Along with every strategic objective previously set, you should have a couple of concrete metrics that will measure your progress en route to the end goal. These metrics must be calculated regularly to understand how to optimize progress towards the overall goal.
For example, if the objective is to “Increase visibility across college campuses,” some metrics might be “accounts created with a student email” or “impressions on university ad campaigns.” These metrics would directly relate to the overall strategic objective, and as they increase, you would get closer to your end goal.
It’s essential to consider how your organizational structure and strategic objectives trickle down into your chosen metrics. In the brainstorming process, consider how each metric is important to the business as a whole and the specific strategic objective at hand. This can help ensure you’re tracking the correct statistics.
Benefits of a Balanced Scorecard
A balanced scorecard is one of the best ways to create a holistic overview of your business’s health.

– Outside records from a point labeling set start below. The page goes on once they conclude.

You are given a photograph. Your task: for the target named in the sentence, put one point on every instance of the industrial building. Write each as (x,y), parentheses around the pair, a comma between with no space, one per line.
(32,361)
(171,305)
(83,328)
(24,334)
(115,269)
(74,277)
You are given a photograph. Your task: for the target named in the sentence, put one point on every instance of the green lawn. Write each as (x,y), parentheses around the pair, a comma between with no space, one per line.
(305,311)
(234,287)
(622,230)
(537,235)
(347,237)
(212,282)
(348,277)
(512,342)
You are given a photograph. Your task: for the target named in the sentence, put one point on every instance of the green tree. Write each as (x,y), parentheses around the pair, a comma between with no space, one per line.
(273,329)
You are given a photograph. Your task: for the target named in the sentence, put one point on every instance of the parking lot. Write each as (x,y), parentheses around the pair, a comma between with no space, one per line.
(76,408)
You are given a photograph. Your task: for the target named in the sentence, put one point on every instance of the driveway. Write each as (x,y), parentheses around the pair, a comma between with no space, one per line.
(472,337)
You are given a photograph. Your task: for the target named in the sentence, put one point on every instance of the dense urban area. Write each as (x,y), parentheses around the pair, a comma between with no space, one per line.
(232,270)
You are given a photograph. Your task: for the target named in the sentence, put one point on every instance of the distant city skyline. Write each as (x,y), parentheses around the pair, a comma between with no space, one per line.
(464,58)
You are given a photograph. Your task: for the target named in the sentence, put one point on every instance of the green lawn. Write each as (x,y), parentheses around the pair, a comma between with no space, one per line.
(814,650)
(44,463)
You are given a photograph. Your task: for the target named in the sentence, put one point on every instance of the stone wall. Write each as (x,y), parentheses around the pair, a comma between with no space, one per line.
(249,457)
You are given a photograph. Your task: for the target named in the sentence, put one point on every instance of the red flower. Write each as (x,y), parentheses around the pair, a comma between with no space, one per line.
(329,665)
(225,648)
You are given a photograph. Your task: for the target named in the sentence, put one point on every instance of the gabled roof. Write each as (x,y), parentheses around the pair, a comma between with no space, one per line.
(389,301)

Here are some of the main advantages of using this framework.
- Incorporates more than finances: The key value of using a balanced scorecard is being able to track more than just the financial health of your business. Tracking internal processes, customer feedback, and employee growth is key to creating a sustainable business model.
- Creates a communicable report: Part of the importance of a balanced scorecard is being able to share it with other parties for their feedback, advice, and shared knowledge. This framework allows you to easily communicate your findings or collaborate to create your overall strategy.
- Highlights efficiencies: The balanced scorecard focuses on improving the efficiency of your business and eliminating any waste in the process. This is key for the business as a whole but also helps improve individual experiences.
Conclusion
By creating a single report that integrates your business’s financial, individual, and collective health, the balanced scorecard is one of the best templates to use when analyzing your organization.